The cybercrime threat landscape for the healthcare industry vertical is evolving at unprecedented rates. The healthcare industry unprepared technology adoption, has remained on the sidelines of the cyber war. The malicious intent of financially motivated or state-sponsored cyber-criminals was best served by victimizing financial institutions, power infrastructure and the business sector.
The sheer wealth of profitable consumer information stored within the servers and IT networks powering these industry segments attracted attacker interests for decades. At the same time, these industries are investing vast resources to strengthen their security posture. Cybercriminals pursuing easier targets are aiming for the healthcare industry instead, where a similarly vast deluge of sensitive personally identifiable information powers increasingly digitized healthcare services from less-secure network infrastructure.
Inherent Loopholes as Healthcare Industry Unprepared Technology Adoption
Healthcare institutions excel in medical practices but are inherently prone to security attacks. 2016 might have seen only a limited number of successful attacks, but make no mistake that the healthcare industry unprepared technology adoption is a very real threat, and here’s why:
Unprepared Transition to Digitization: The future of healthcare centers is paperless medical practices. Digital patient information stored in network-connected servers is a recipe for disaster unless strong security defense capabilities are in place to ward off sophisticated cyber-attacks. And that’s precisely the problem with the healthcare industry unprepared for technology adoption.
While the government and the industry is pushing to embrace Electronic Health Record (EHR) systems, the same attention is not given to invest in strong security solutions, technologies, and processes across the widening industry of healthcare institutions, hospitals, surgery centers and EMR/EHR management providers.
Equating Compliance to Security: Global regulatory authorities enforce strict laws to ensure security of digital health records and electronic systems used in the healthcare industry.
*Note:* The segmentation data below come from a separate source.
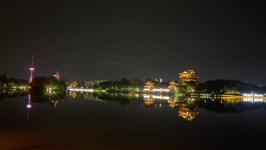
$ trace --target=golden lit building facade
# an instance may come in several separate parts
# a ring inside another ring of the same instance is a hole
[[[187,70],[179,74],[180,82],[182,84],[186,84],[190,81],[197,82],[199,77],[199,74],[195,73],[193,70]]]
[[[76,82],[76,81],[74,81],[74,83],[71,83],[71,86],[72,86],[73,88],[75,88],[77,85],[78,83]]]
[[[55,78],[56,80],[59,81],[60,80],[60,75],[59,75],[59,73],[58,73],[58,71],[56,73],[56,74],[54,75],[55,77]]]
[[[145,83],[145,85],[144,86],[144,89],[149,89],[150,90],[152,90],[154,89],[155,86],[154,86],[154,83],[151,81],[148,81]]]

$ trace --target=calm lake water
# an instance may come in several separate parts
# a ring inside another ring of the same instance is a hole
[[[265,147],[265,100],[64,95],[1,96],[0,150]]]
However, these laws are designed to establish and maintain a minimum standard of security capabilities and practices. The risks could be far worse and varied. Therefore, the healthcare industry unprepared technology adoption maintaining compliance standards such as HIPAA do not translate into strong security capabilities.
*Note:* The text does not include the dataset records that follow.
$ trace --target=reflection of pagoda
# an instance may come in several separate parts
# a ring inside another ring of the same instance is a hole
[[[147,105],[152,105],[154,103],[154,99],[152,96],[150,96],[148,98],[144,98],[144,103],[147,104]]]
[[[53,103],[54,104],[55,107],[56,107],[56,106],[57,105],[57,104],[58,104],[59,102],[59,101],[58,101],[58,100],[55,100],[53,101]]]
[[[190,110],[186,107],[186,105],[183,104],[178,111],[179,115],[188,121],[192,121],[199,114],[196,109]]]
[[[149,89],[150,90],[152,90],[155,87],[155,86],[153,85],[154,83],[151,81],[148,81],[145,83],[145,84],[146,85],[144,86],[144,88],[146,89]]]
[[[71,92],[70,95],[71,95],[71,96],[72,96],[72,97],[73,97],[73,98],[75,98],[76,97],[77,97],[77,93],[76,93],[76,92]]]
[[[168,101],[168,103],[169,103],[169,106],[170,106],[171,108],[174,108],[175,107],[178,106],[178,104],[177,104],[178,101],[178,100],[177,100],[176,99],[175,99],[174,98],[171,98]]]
Lack of Security Awareness: A significant proportion of life-threatening spearphishing and ransomware attacks are designed to exploit the human element. Random clicks to malicious links by unsuspecting workforce in the healthcare industry cost millions of dollars in damages. Inadequate workforce education and training on maintaining security of digitized records and new healthcare technologies is prevalent in the industry considering the simple root causes of these costly attacks.
Lack of Resources: Many healthcare institutions do not operate on the same IT security budget in comparison with financial and business organizations. A recent conducted by The Ponemon Institute finds healthcare organizations rate their ability to defend against cyber-attacks at a meager 4.9 out of 10.
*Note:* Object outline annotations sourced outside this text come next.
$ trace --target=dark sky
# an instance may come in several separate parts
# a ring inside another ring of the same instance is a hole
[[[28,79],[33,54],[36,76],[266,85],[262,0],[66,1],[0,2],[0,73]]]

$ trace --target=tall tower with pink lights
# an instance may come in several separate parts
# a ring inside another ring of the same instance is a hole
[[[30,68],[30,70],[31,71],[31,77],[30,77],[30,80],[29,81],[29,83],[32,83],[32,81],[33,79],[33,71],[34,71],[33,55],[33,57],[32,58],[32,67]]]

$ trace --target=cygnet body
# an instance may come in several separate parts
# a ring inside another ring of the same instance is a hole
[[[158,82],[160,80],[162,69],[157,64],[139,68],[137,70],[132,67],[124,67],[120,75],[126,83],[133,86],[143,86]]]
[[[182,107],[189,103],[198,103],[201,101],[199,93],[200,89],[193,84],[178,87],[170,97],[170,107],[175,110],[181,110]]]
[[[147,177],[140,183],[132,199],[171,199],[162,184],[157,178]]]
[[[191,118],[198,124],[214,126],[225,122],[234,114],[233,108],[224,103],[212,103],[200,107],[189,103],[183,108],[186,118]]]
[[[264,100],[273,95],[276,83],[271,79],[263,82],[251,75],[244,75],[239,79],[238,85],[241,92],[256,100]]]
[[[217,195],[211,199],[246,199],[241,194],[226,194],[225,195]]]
Outsourcing May Alleviate Healthcare Industry Unprepared Technology Adoption
Healthcare institutes work to excel in the services they have to offer, and tend to outsource critical healthcare IT operations. These IT service providers are subject to strict regulations including HIPAA, whereas healthcare organizations cannot accurately assess the risk of business associates or ensure security of Protected Health Information (PHI) shared with them.